An article within a series was considered to be topic-relevant if the title included one of the following keywords: regression, linear, logistic, Cox, survival, Poisson, multivariable, multivariate, or if the title suggested that the main topic of the article was statistical regression modeling. Both raters decided on the topic-relevance of an article independently and resolved discrepancies by discussion. To facilitate the selection of relevant statistical series, we designed a report form called inclusion form (S2 File).

Data collection process

After the identification of relevant series and topic-relevant articles, a content analysis was performed on all topic-relevant articles using an article content form (S3 File). The article content form was filled-in for every identified topic-relevant article by the two raters independently and again discrepancies were resolved by discussion. The results of completed article content forms were copied into a data base for further quantitative analysis.

Data items

In total 44 aspects of regression modeling were examined in the article content form (S3 File), which were related to four areas: type of regression model, general aspects of regression modeling, functional form of continuous predictors, and selection of variables. The 44 aspects cover topics of different complexity. Some aspects can be considered basic, others are more advanced. This was also commented in the S3 File for orientation. We mainly focused on predictive and descriptive models and did not consider particular aspects attributed to ethological models.

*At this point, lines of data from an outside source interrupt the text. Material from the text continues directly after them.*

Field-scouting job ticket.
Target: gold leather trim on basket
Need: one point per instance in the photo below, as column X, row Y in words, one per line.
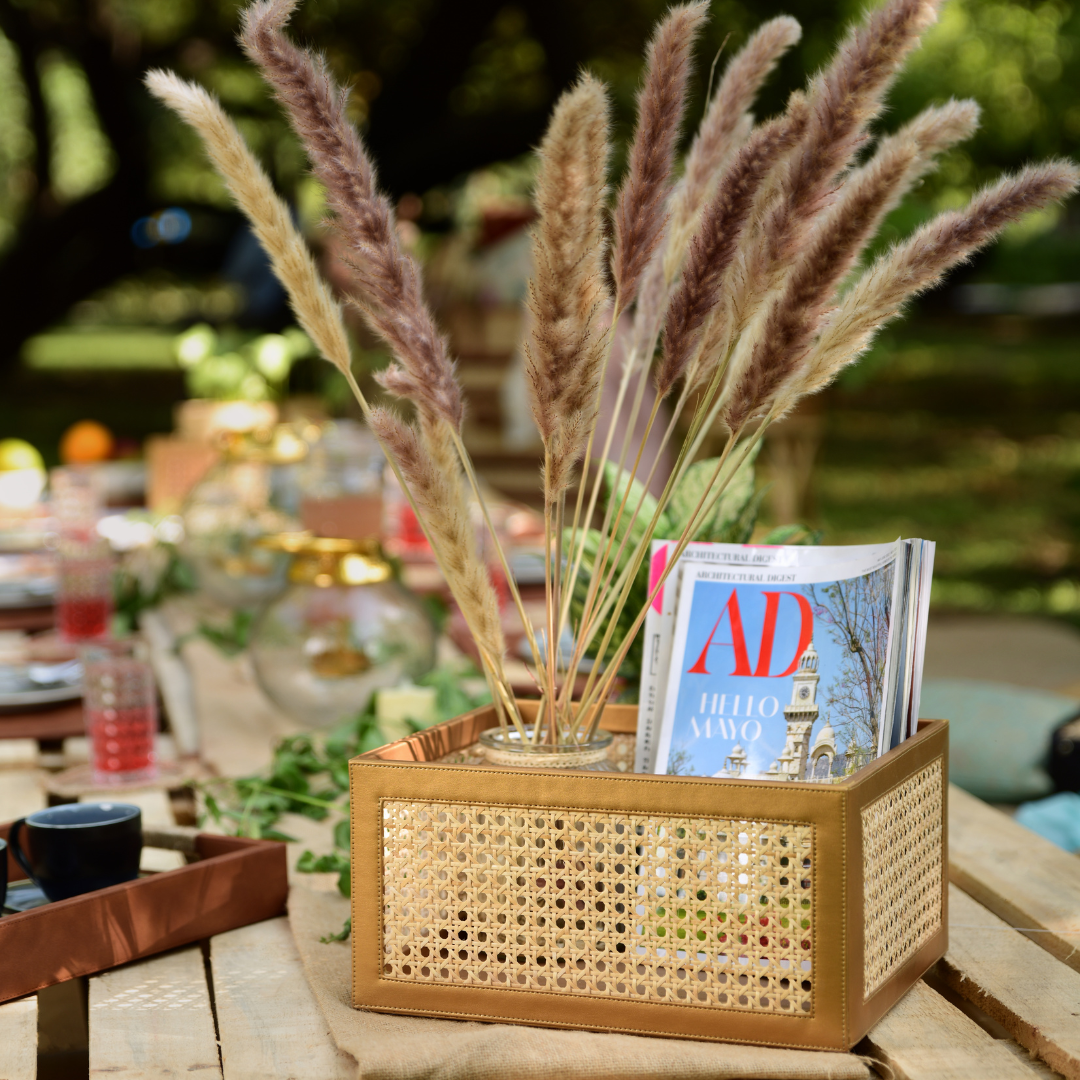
column 902, row 873
column 703, row 912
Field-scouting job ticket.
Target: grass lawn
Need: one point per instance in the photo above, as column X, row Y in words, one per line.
column 964, row 431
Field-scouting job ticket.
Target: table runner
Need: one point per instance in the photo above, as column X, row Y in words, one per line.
column 407, row 1048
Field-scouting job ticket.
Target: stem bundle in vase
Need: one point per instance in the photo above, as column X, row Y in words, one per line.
column 734, row 280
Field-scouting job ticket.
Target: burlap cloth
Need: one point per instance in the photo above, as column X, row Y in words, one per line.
column 409, row 1048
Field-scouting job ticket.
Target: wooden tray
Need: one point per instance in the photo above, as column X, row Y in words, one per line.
column 232, row 882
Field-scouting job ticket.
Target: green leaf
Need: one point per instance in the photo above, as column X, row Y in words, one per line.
column 618, row 483
column 341, row 935
column 692, row 487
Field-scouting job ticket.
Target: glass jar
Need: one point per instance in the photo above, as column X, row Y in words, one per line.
column 342, row 483
column 120, row 705
column 583, row 755
column 254, row 491
column 343, row 630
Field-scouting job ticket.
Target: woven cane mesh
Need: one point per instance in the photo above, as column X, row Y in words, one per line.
column 684, row 910
column 902, row 873
column 620, row 754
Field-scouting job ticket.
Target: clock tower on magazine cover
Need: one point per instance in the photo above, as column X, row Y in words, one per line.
column 800, row 715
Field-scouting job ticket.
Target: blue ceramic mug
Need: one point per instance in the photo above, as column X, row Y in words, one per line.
column 79, row 847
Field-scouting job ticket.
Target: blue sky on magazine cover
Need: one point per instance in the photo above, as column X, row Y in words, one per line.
column 751, row 705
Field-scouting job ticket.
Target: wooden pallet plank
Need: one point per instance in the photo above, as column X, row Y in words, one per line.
column 268, row 1020
column 1014, row 982
column 926, row 1038
column 18, row 1039
column 152, row 1020
column 1015, row 873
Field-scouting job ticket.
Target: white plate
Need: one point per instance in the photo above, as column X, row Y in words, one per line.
column 50, row 696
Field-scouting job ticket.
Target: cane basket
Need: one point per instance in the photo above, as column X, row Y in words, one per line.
column 778, row 913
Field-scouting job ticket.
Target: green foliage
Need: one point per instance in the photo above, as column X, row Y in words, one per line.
column 232, row 637
column 226, row 367
column 143, row 581
column 309, row 774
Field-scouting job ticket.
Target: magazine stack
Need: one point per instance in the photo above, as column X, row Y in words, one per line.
column 787, row 663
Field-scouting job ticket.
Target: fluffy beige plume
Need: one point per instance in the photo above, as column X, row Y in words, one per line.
column 842, row 100
column 316, row 310
column 917, row 144
column 785, row 335
column 568, row 293
column 713, row 250
column 639, row 214
column 725, row 125
column 729, row 313
column 393, row 295
column 919, row 262
column 448, row 527
column 840, row 103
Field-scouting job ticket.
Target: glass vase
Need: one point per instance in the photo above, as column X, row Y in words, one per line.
column 584, row 754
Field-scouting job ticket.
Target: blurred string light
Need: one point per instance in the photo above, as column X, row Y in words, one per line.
column 172, row 226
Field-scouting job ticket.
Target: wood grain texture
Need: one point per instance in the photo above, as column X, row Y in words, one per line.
column 1015, row 873
column 268, row 1020
column 926, row 1038
column 18, row 1039
column 152, row 1021
column 21, row 793
column 238, row 725
column 157, row 813
column 1031, row 995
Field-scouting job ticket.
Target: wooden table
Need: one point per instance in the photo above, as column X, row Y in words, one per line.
column 239, row 1007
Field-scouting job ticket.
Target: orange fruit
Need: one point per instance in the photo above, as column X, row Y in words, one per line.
column 84, row 443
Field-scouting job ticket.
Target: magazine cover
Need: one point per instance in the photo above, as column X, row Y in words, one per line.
column 779, row 673
column 659, row 628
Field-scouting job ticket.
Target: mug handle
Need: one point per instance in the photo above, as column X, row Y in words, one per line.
column 17, row 851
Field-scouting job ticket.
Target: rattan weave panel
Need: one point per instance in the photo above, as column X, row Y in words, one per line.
column 902, row 873
column 703, row 912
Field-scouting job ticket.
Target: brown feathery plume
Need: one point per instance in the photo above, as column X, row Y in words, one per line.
column 932, row 132
column 725, row 127
column 390, row 279
column 785, row 332
column 720, row 126
column 567, row 294
column 639, row 213
column 316, row 310
column 867, row 196
column 449, row 528
column 842, row 102
column 919, row 262
column 714, row 247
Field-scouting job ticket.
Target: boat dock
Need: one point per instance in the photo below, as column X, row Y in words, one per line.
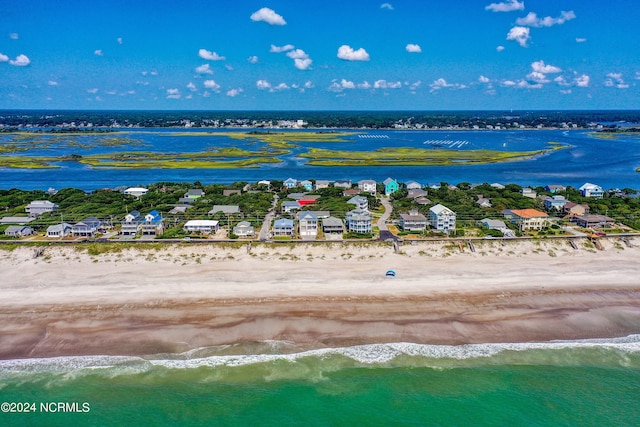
column 446, row 143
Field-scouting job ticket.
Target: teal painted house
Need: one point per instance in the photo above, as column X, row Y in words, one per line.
column 390, row 186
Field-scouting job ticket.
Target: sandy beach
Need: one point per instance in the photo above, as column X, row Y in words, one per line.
column 172, row 298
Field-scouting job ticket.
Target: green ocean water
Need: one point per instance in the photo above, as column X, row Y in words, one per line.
column 586, row 383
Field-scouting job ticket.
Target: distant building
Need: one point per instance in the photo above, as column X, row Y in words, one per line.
column 136, row 191
column 38, row 207
column 442, row 218
column 592, row 190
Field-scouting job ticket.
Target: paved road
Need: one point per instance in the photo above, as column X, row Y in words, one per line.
column 266, row 225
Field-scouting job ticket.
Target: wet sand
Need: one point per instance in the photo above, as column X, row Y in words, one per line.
column 137, row 302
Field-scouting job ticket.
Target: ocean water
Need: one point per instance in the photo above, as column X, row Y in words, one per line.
column 569, row 383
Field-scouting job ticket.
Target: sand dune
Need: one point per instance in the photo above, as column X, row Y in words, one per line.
column 178, row 297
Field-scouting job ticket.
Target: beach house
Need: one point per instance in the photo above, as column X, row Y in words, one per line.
column 88, row 227
column 442, row 218
column 529, row 219
column 58, row 231
column 38, row 207
column 592, row 190
column 308, row 185
column 152, row 224
column 367, row 186
column 291, row 183
column 204, row 226
column 390, row 186
column 244, row 229
column 18, row 231
column 131, row 224
column 359, row 221
column 322, row 183
column 332, row 225
column 413, row 221
column 361, row 202
column 282, row 227
column 555, row 203
column 307, row 225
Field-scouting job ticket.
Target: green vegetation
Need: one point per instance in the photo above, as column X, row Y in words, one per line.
column 405, row 156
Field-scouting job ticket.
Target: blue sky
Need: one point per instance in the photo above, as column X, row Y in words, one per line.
column 312, row 55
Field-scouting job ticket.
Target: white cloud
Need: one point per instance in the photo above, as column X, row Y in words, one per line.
column 234, row 92
column 532, row 20
column 346, row 84
column 349, row 54
column 383, row 84
column 582, row 81
column 519, row 34
column 263, row 84
column 20, row 61
column 509, row 6
column 210, row 56
column 300, row 59
column 537, row 77
column 211, row 84
column 280, row 49
column 269, row 16
column 204, row 69
column 562, row 81
column 442, row 83
column 615, row 79
column 541, row 67
column 173, row 94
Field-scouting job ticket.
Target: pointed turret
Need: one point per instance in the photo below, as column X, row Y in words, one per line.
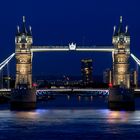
column 120, row 29
column 24, row 26
column 18, row 31
column 126, row 31
column 30, row 31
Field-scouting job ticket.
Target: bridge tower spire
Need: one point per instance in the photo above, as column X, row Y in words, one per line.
column 23, row 41
column 23, row 84
column 121, row 54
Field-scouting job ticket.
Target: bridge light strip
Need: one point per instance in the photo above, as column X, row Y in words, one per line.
column 48, row 49
column 136, row 59
column 66, row 48
column 11, row 56
column 95, row 49
column 6, row 60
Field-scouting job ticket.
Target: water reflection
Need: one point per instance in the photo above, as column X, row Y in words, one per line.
column 118, row 116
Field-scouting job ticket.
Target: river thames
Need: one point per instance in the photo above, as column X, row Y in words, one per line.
column 72, row 118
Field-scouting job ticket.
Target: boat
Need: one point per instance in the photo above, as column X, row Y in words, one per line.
column 23, row 98
column 121, row 98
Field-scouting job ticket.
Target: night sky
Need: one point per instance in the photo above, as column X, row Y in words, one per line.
column 60, row 22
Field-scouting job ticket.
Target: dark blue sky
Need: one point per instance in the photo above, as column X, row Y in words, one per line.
column 59, row 22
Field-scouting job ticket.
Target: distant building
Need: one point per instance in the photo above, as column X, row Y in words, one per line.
column 134, row 78
column 86, row 70
column 107, row 76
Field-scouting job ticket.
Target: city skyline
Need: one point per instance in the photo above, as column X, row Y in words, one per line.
column 83, row 26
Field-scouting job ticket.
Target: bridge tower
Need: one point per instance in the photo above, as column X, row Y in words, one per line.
column 121, row 54
column 23, row 41
column 24, row 95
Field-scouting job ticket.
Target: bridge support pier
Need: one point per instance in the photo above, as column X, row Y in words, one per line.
column 23, row 97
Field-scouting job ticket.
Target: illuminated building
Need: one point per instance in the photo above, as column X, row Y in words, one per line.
column 86, row 69
column 23, row 42
column 134, row 78
column 121, row 54
column 107, row 76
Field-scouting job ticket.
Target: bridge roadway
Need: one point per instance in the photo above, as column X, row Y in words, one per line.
column 72, row 90
column 8, row 91
column 72, row 47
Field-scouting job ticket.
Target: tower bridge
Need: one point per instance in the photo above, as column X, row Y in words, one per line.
column 24, row 52
column 72, row 47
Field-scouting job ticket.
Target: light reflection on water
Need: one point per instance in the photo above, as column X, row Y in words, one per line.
column 70, row 123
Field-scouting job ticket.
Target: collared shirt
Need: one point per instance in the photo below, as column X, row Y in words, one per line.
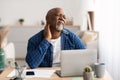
column 40, row 51
column 56, row 51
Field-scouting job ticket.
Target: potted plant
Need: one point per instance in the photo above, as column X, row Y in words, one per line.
column 21, row 20
column 3, row 42
column 88, row 74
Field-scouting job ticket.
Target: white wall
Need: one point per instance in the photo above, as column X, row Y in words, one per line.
column 33, row 11
column 107, row 22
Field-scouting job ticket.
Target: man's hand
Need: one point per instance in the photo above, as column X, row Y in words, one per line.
column 47, row 32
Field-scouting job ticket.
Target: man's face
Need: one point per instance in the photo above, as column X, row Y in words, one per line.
column 57, row 20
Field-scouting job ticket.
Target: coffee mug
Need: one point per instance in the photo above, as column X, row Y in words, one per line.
column 99, row 69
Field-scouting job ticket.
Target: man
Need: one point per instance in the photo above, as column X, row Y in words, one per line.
column 44, row 47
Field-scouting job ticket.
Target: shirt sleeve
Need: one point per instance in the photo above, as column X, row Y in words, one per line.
column 35, row 55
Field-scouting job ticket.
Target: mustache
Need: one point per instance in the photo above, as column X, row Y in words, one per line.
column 62, row 21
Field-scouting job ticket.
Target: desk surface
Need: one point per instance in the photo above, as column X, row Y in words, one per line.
column 53, row 77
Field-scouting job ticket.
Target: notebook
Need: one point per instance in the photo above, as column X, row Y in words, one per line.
column 74, row 61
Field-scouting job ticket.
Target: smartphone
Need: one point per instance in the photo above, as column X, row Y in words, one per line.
column 30, row 73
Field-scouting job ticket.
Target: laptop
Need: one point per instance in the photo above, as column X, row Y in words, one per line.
column 74, row 61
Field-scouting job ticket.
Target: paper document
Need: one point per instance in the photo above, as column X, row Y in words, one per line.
column 38, row 73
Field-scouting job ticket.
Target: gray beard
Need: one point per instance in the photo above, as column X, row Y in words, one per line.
column 59, row 27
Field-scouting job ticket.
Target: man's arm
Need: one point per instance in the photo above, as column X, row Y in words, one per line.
column 34, row 55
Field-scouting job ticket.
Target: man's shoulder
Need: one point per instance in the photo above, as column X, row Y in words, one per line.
column 37, row 36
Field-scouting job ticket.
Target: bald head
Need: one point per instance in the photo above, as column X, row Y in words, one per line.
column 53, row 11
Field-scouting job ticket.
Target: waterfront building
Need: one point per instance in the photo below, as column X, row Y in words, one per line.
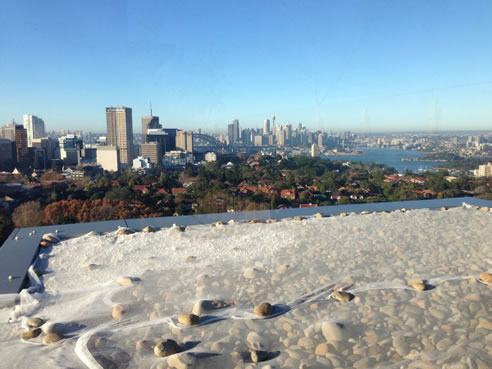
column 120, row 132
column 35, row 128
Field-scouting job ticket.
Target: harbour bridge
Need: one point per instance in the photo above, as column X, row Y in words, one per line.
column 205, row 143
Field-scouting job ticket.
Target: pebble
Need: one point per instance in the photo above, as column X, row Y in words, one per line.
column 35, row 322
column 52, row 338
column 53, row 328
column 125, row 281
column 401, row 346
column 486, row 277
column 50, row 237
column 332, row 331
column 31, row 333
column 258, row 356
column 263, row 309
column 342, row 296
column 189, row 319
column 118, row 311
column 321, row 349
column 419, row 285
column 181, row 361
column 166, row 348
column 202, row 307
column 124, row 231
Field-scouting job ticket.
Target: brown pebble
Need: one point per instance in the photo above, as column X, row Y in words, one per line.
column 118, row 311
column 52, row 338
column 31, row 333
column 189, row 319
column 263, row 309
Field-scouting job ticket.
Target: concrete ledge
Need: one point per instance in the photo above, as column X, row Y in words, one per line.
column 21, row 248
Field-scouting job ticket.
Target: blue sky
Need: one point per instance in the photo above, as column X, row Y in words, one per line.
column 360, row 65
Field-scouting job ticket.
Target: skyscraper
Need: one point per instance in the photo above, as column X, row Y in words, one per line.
column 233, row 131
column 184, row 140
column 266, row 127
column 120, row 132
column 34, row 127
column 149, row 122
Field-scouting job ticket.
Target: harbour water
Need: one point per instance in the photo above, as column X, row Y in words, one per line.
column 390, row 158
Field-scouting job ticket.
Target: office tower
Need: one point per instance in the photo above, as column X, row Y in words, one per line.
column 233, row 132
column 184, row 140
column 165, row 136
column 108, row 157
column 120, row 132
column 8, row 131
column 314, row 150
column 149, row 122
column 153, row 151
column 70, row 149
column 35, row 128
column 288, row 133
column 21, row 144
column 7, row 152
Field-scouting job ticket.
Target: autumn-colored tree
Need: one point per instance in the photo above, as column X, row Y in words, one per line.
column 28, row 214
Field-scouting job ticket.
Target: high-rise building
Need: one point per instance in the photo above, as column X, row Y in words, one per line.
column 21, row 144
column 153, row 151
column 120, row 132
column 70, row 149
column 184, row 140
column 149, row 122
column 35, row 128
column 233, row 132
column 7, row 152
column 165, row 136
column 108, row 157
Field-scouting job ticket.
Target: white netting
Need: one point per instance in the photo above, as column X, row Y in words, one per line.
column 295, row 265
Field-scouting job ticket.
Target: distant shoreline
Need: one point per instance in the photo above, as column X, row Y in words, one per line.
column 331, row 153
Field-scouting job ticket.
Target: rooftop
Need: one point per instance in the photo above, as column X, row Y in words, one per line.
column 300, row 264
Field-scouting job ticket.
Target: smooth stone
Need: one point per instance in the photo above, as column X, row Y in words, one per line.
column 33, row 333
column 341, row 296
column 255, row 341
column 263, row 309
column 125, row 281
column 53, row 328
column 166, row 348
column 52, row 338
column 50, row 237
column 35, row 322
column 202, row 307
column 124, row 231
column 332, row 331
column 181, row 361
column 321, row 349
column 118, row 311
column 418, row 285
column 258, row 356
column 486, row 277
column 401, row 345
column 189, row 319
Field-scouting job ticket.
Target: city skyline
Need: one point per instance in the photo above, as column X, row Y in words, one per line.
column 356, row 66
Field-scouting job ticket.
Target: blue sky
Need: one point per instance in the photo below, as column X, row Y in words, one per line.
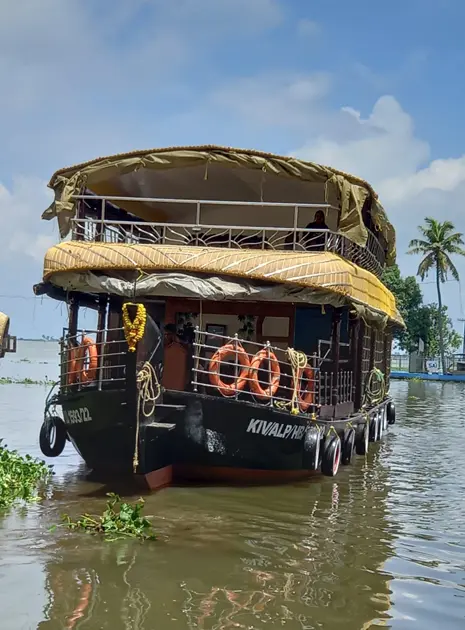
column 373, row 88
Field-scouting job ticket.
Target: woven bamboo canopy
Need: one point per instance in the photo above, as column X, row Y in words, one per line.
column 317, row 270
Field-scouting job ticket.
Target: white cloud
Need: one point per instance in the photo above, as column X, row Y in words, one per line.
column 411, row 186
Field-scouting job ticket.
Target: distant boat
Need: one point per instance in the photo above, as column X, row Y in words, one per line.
column 7, row 341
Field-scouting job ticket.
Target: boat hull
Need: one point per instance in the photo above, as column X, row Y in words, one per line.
column 194, row 437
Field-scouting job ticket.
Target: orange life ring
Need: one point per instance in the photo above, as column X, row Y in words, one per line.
column 72, row 365
column 306, row 396
column 87, row 346
column 275, row 371
column 230, row 349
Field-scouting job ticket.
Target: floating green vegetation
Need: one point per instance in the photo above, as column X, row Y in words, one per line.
column 20, row 477
column 7, row 380
column 119, row 520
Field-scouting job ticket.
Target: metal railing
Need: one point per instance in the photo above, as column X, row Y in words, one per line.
column 206, row 346
column 111, row 350
column 92, row 224
column 344, row 380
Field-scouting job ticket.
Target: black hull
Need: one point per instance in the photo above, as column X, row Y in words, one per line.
column 194, row 437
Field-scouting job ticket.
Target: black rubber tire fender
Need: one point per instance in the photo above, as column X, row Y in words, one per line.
column 362, row 441
column 348, row 446
column 52, row 436
column 391, row 412
column 374, row 429
column 331, row 459
column 312, row 449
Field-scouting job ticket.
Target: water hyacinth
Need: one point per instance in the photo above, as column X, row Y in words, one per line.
column 20, row 477
column 119, row 520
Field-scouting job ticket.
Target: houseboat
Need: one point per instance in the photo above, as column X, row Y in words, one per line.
column 241, row 330
column 7, row 342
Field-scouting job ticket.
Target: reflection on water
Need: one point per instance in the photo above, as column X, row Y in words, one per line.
column 381, row 545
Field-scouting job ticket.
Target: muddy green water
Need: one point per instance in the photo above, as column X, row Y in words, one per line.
column 382, row 545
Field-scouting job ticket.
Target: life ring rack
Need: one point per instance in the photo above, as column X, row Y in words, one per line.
column 220, row 357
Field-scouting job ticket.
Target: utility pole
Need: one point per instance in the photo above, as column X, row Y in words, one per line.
column 462, row 319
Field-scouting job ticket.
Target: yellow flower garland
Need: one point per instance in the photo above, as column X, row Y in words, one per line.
column 134, row 330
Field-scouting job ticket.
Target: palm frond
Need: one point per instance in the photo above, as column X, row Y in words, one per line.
column 426, row 265
column 449, row 265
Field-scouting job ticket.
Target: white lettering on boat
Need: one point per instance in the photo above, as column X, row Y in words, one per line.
column 77, row 416
column 276, row 429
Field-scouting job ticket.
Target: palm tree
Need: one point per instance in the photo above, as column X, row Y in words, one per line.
column 439, row 242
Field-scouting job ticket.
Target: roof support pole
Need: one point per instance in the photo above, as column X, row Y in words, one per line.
column 335, row 352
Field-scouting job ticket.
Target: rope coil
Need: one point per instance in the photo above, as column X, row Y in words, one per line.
column 149, row 392
column 298, row 361
column 375, row 388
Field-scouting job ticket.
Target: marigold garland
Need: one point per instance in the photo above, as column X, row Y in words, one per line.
column 134, row 330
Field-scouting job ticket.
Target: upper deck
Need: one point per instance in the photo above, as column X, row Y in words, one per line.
column 220, row 223
column 218, row 197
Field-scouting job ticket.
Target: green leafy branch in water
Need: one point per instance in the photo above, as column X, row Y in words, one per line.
column 119, row 520
column 20, row 477
column 6, row 380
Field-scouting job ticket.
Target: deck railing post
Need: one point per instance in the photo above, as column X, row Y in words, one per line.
column 336, row 350
column 295, row 225
column 197, row 334
column 270, row 380
column 100, row 339
column 236, row 366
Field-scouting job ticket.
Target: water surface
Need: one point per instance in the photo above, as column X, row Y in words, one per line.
column 381, row 545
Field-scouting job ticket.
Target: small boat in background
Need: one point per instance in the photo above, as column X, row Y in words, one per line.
column 7, row 341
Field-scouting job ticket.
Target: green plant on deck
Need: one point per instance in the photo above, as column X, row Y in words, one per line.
column 20, row 477
column 119, row 520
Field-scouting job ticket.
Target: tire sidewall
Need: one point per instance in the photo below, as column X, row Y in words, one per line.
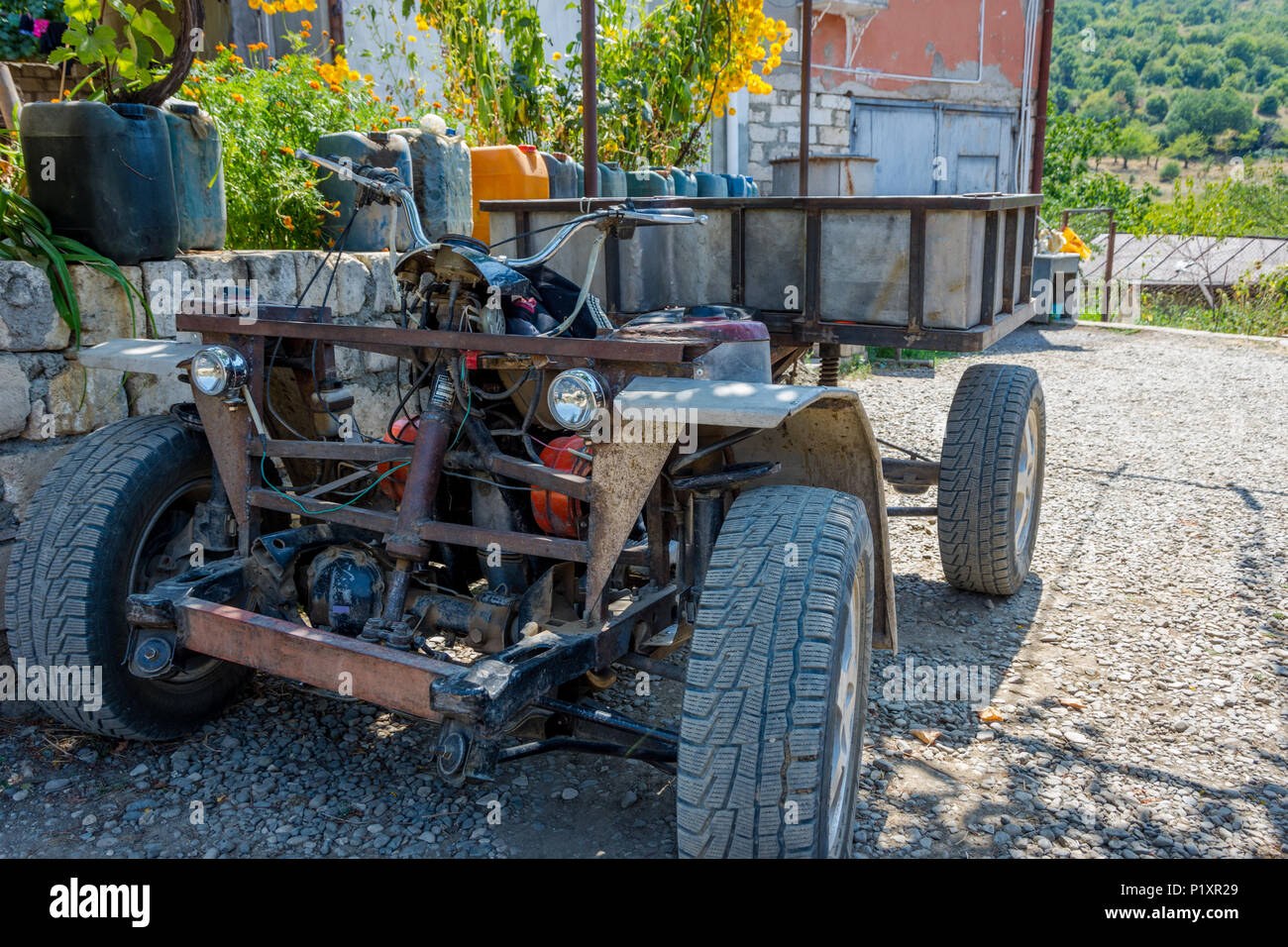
column 1021, row 560
column 861, row 570
column 91, row 630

For each aspect, we evaluated whether it was mentioned at all, and if yes, the extent of explanation (short = one sentence only / medium = more than one sentence to one paragraph / long = more than one paragraph) [7]. We recorded whether examples and software commands were provided, and if recommendations or warnings were given with respect to each aspect. A box for comments provided space to note recommendations, warnings and other issues. In the article content form, it was also possible to add further aspects to each area. A manual for raters was created to support an objective evaluation of the aspects (S4 File).

Summary measures & synthesis of results

This review was designed as an explorative study and uses descriptive statistics to summarize results. We calculated absolute and relative frequencies to analyze the 44 statistical aspects. We used stacked bar charts to describe the ordinal variable extent of explanation for each aspect. To structure the analysis, we grouped the aspects into the afore mentioned areas: type of regression model, general aspects of regression modeling, determination of functional form for continuous predictors and selection of variables.

We conducted the above analyses both article-wise and series-wise. In the article-wise analysis, each article was considered individually. For the series-wise analysis, the results from all articles in a series were pooled and each series was considered as the unit of observation. This means, if an aspect was explained in at least one article, this also counted for the entire series.

Risk of bias

The risk of bias by missing a series was addressed extensively in the protocol of this study [7, 11, 12]. Moreover, bias could result from the inclusion criterion of series, which was the requirement of at least five articles in a series. This may have led to a less representative set of series. We set this inclusion criterion to identify highly visible series. Bias could also result from the specific choice of aspects of regression modeling to be screened. We tried to minimize this bias by the possibility for free text entries that could later be combined into additional aspects.

This review has been written according to the PRISMA reporting guideline [13, 14], compare S1 Checklist. This review does not include patients or humans. The data that were collected within the review are available in S1 Data.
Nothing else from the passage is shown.